While headline revenues were down 2% to CHF 89.5bn (£85.8bn), RIG held at 2024’s level of 0.8% growth. RIG accelerated over the course of the year, with volume growth of just 0.2% in H1 handily beat by H2’s 1.4% growth. Q4 saw a particularly strong perfromance, as 4% organic growth beat the analyst consensus by 60 basis points.

And while no major divestments were completed, Nestlé has announced it will merge its Nutrition and Nestlé Health Science divisions into a single business, while “sharpening” its portfolio around four key businesses. 

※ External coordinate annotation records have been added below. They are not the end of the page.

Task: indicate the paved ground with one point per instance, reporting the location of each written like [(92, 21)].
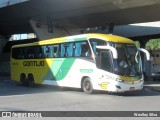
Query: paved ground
[(154, 85), (49, 98)]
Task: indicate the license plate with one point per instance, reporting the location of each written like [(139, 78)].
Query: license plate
[(132, 88)]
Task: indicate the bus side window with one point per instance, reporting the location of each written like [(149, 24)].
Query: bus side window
[(51, 51), (62, 50), (94, 46), (78, 49), (70, 50), (56, 51), (105, 61)]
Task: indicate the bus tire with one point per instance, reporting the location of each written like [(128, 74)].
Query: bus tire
[(30, 80), (23, 79), (87, 86)]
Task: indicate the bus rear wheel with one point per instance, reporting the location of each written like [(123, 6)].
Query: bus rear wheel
[(87, 86)]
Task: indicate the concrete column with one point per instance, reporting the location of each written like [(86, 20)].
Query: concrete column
[(43, 32), (147, 65), (3, 41)]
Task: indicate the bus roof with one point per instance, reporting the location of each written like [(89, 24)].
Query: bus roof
[(106, 37)]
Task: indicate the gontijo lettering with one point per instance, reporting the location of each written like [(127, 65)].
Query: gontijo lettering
[(33, 63)]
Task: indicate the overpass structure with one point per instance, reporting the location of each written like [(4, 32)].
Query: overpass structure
[(54, 18)]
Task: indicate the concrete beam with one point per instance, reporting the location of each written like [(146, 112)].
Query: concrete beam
[(43, 32)]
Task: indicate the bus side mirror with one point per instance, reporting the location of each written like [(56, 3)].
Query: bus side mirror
[(146, 52), (112, 49)]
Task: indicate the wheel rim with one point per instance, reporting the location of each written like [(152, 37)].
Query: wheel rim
[(87, 86)]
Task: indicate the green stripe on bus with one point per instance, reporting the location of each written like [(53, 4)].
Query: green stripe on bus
[(59, 69)]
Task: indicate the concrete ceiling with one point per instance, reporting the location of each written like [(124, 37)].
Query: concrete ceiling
[(77, 14)]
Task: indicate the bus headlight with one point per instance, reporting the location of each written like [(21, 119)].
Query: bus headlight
[(119, 80)]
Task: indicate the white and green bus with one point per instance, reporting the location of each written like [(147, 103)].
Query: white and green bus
[(88, 61)]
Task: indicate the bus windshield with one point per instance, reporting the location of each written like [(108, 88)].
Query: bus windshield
[(129, 61)]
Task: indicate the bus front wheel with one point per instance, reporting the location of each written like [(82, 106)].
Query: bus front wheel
[(87, 86)]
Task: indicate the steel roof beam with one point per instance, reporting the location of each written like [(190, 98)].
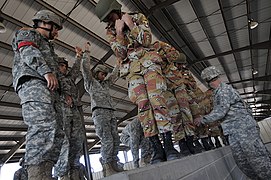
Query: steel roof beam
[(261, 45)]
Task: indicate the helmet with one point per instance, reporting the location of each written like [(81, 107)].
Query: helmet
[(100, 68), (105, 7), (63, 60), (48, 16), (181, 59), (210, 73)]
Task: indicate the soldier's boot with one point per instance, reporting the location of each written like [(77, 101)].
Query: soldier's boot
[(217, 142), (225, 139), (109, 169), (184, 151), (117, 167), (158, 150), (198, 147), (144, 161), (211, 142), (101, 161), (190, 145), (42, 171), (205, 144), (65, 177), (171, 152), (74, 174)]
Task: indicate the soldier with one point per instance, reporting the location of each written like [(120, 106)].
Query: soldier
[(247, 147), (68, 164), (35, 79), (132, 135), (187, 102), (176, 96), (97, 85), (130, 38), (21, 174)]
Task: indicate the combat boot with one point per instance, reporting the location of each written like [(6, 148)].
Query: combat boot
[(184, 151), (65, 177), (205, 144), (101, 161), (217, 142), (171, 152), (211, 142), (74, 174), (42, 171), (116, 166), (190, 145), (109, 169), (158, 150), (198, 147)]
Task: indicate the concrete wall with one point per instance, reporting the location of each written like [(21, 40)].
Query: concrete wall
[(216, 164)]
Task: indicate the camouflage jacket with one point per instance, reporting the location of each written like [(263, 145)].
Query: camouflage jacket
[(133, 45), (34, 56), (98, 91), (133, 131), (229, 107)]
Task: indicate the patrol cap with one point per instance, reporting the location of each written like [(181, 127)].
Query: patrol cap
[(210, 73), (105, 7), (48, 16), (101, 68), (181, 59), (63, 60)]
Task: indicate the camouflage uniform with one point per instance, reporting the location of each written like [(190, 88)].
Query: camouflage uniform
[(41, 107), (20, 174), (72, 124), (176, 95), (141, 67), (102, 110), (132, 135), (247, 147)]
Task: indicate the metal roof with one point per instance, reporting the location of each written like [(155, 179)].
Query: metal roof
[(209, 33)]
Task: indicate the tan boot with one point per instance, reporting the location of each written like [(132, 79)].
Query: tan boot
[(42, 171), (65, 177), (116, 166), (145, 161), (101, 161), (109, 169), (74, 174)]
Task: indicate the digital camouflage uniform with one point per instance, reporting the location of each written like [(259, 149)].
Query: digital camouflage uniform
[(176, 95), (72, 124), (247, 147), (41, 107), (102, 110), (141, 67), (20, 174), (132, 135), (206, 132)]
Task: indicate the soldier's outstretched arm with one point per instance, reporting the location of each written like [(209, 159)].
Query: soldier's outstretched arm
[(26, 42), (141, 31)]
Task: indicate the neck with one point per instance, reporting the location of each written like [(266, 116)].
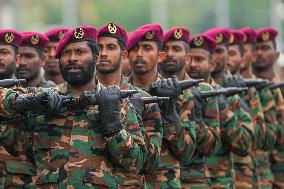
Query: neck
[(144, 80), (265, 74), (109, 79), (218, 76), (35, 82), (57, 79), (247, 72), (90, 86), (180, 74)]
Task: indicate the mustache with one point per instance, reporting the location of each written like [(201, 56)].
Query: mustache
[(168, 59), (140, 61)]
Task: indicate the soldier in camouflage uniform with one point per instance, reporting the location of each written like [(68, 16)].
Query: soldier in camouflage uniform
[(266, 56), (17, 166), (32, 59), (220, 55), (176, 46), (51, 65), (144, 47), (267, 142), (235, 138), (83, 147), (112, 44)]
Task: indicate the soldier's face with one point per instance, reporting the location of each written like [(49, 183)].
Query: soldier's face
[(51, 66), (176, 56), (144, 56), (234, 59), (266, 56), (200, 65), (77, 63), (219, 57), (29, 66), (248, 56), (7, 61), (110, 55)]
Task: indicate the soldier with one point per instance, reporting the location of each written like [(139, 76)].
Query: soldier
[(16, 165), (235, 138), (112, 40), (220, 57), (51, 65), (82, 147), (265, 141), (32, 59), (144, 48), (266, 56), (176, 46)]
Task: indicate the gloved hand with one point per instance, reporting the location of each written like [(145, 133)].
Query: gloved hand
[(108, 100), (43, 102), (196, 115), (138, 104), (166, 88)]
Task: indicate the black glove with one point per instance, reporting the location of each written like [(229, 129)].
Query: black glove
[(166, 88), (196, 115), (43, 102), (138, 104), (108, 100)]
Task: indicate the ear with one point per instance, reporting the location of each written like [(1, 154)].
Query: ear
[(18, 59), (43, 58), (212, 64), (124, 55), (161, 56)]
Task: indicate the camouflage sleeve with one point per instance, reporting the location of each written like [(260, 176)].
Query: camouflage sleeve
[(277, 95), (243, 136), (208, 136), (256, 113), (182, 142), (128, 147), (270, 118), (153, 133)]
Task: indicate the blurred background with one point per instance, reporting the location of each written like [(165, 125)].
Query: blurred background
[(197, 15)]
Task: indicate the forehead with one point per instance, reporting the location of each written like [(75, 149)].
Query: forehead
[(105, 40), (152, 43), (175, 43), (266, 43), (234, 48), (52, 44), (8, 47), (27, 49), (198, 52), (77, 45)]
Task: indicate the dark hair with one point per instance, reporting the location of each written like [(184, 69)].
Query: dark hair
[(94, 47)]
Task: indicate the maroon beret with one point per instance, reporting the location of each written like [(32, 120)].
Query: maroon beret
[(250, 35), (148, 32), (80, 33), (204, 42), (236, 37), (35, 40), (221, 35), (56, 34), (113, 30), (176, 33), (10, 37), (266, 34)]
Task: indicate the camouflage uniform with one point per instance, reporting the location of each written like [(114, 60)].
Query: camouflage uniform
[(277, 155), (243, 162), (235, 138), (71, 152), (193, 171), (176, 147)]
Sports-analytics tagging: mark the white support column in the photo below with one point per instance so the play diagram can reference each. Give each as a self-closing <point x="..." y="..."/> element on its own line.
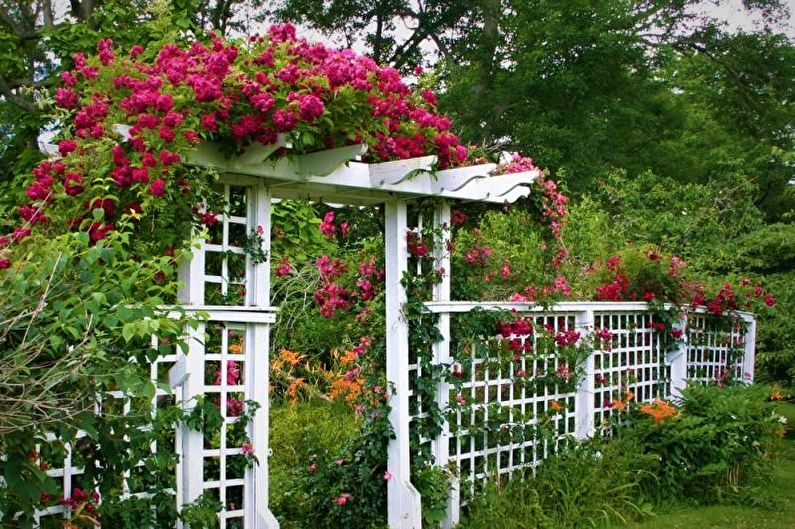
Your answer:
<point x="440" y="446"/>
<point x="584" y="405"/>
<point x="257" y="513"/>
<point x="678" y="361"/>
<point x="749" y="358"/>
<point x="192" y="460"/>
<point x="258" y="289"/>
<point x="403" y="500"/>
<point x="190" y="468"/>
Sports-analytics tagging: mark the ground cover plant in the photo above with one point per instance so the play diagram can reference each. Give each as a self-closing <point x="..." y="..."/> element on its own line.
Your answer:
<point x="89" y="246"/>
<point x="610" y="483"/>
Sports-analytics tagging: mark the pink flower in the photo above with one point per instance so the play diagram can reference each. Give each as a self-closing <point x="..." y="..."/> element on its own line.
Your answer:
<point x="66" y="146"/>
<point x="69" y="78"/>
<point x="327" y="226"/>
<point x="285" y="268"/>
<point x="157" y="188"/>
<point x="65" y="98"/>
<point x="343" y="498"/>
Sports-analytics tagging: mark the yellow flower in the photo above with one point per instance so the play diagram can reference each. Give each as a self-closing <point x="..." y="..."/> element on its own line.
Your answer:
<point x="659" y="410"/>
<point x="292" y="389"/>
<point x="290" y="357"/>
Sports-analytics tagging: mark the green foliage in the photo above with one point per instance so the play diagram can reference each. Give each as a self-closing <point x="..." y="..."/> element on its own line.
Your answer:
<point x="300" y="434"/>
<point x="582" y="486"/>
<point x="715" y="449"/>
<point x="77" y="324"/>
<point x="328" y="468"/>
<point x="433" y="484"/>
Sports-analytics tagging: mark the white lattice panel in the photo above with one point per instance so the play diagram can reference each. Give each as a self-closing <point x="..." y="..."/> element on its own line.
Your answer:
<point x="715" y="349"/>
<point x="69" y="472"/>
<point x="632" y="363"/>
<point x="507" y="397"/>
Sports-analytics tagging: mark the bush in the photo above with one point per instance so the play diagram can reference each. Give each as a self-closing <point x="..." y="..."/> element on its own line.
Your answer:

Its Food & Snacks division is expected to see further divestments, and the company is in “advanced negotiations” to sell the remainder of the ice cream businesses in six markets that it still owns to €5.5bn-turnover joint venture Froneri, which was formed in partnership with French PE firm PAI Partners in 2016.

Negotiations would see Nestlé sell the businesses in Canada, Chile, Peru, China, Malaysia and Thailand to Froneri, which was recently subject to a €3.6bn reinvestment by PAI.

Why is Nestlé making 16,000 job cuts and what has been the reaction?

“We are accelerating our strategy,” said Navratil. “We are focusing our portfolio on four businesses, led by our strongest brands, with prioritised resources and a simplified organisation. We are upgrading our marketing and innovation and increasing investment behind high-potential growth platforms, which now have an expanded scope and represent 30% of sales.”

A 50-basis-point bump to marketing’s share of sales helped drive “targeted” growth investment, and RIG was positive across all of the conglomerate’s geographic zones.

With pricing up 2.8% compared to last year’s 1.5% increase, the group’s overall organic growth improved to 3.5% from 2.2% the prior year.

Nestlé has now completed its recall of potentially contaminated infant formula.

The company expects growth for 2026 to be between 3% and 4%, with higher RIG compared to 2025.

Bernstein analyst Callum Elliott called the results “a solid set of numbers, belying the doom and gloom surrounding the stock over the past few weeks” in the wake of the infant formula crisis.

“The combination of strong Q4, solid FY guide, and coherent strategic update marks a strong start to the Navratil era, and we expect that the stock should react favorably today, having lagged significantly in the year to date.”

This story was amended on 19 February 2026 as an earlier version included factual inaccuracies. It stated Nestlé intended to sell its 50% stake in Froneri rather than offloading the remaining ice cream businesses still owned by the group to the Froneri joint venture. Nestlé plans to keep its holding in the joint venture alongside PAI Partners.